Se despertó el sábado con la paz del asueto y el coleteo aún de la movida semana que lo precedió. Era como un desierto sin eco. Un gran y reconfortante vacío de ajetreos tras volver de viaje.
La humeante paz del grano hecho néctar para despertar los sentidos, hipnotizaba con su sinuoso baile sobre el cáliz del que emanaba. El ensordecedor silencio era como una nana que aplacaba, todavía más, el alma dormida del recién resucitado del sueño breve con que la vida nos otorga la quietud necesaria.
La monotonía de los ruidos de la casa -esos que no se suelen escuchar el resto del día-, se acoplaban en plácida sinfonía a la orquesta pausada de aquella mañana sabatina que marcaba los ritmos de su sereno corazón, percusionista incesante que imponía la vitalidad a cada momento.
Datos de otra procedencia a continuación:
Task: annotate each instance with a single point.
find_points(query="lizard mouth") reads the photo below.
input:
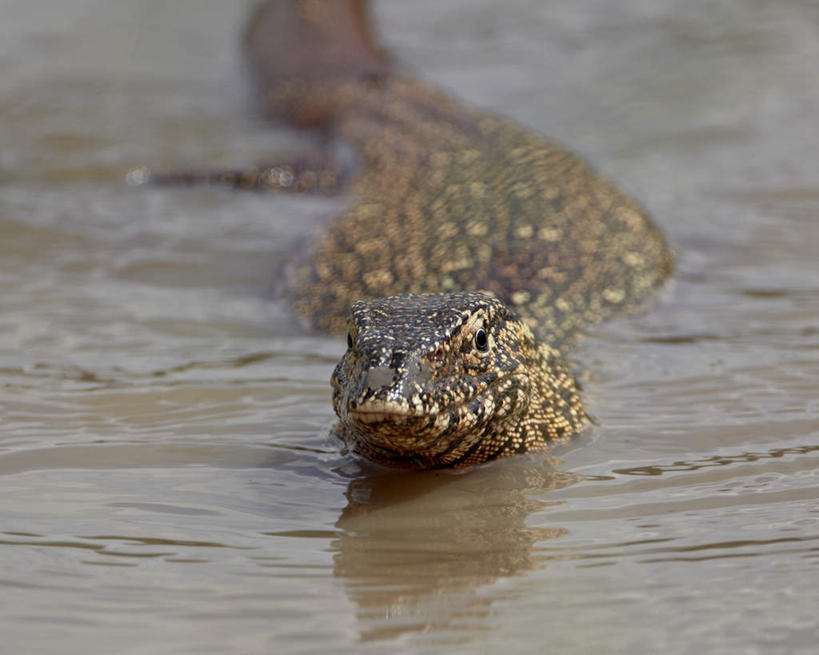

Las noticias en el papel reciclado la desperezaban, mientras disfrutaba del sonido, que se le antojaba rancio, del pasar de las grandes hojas grisáceas del diario.
Un café, un periódico, una melodía de ruidos caseros, el silencio del resto del mundo y las campanadas desde las torres de la iglesia cercana, como señal inequívoca de una paz que solo su ciudad desde la niñez le podía regalar.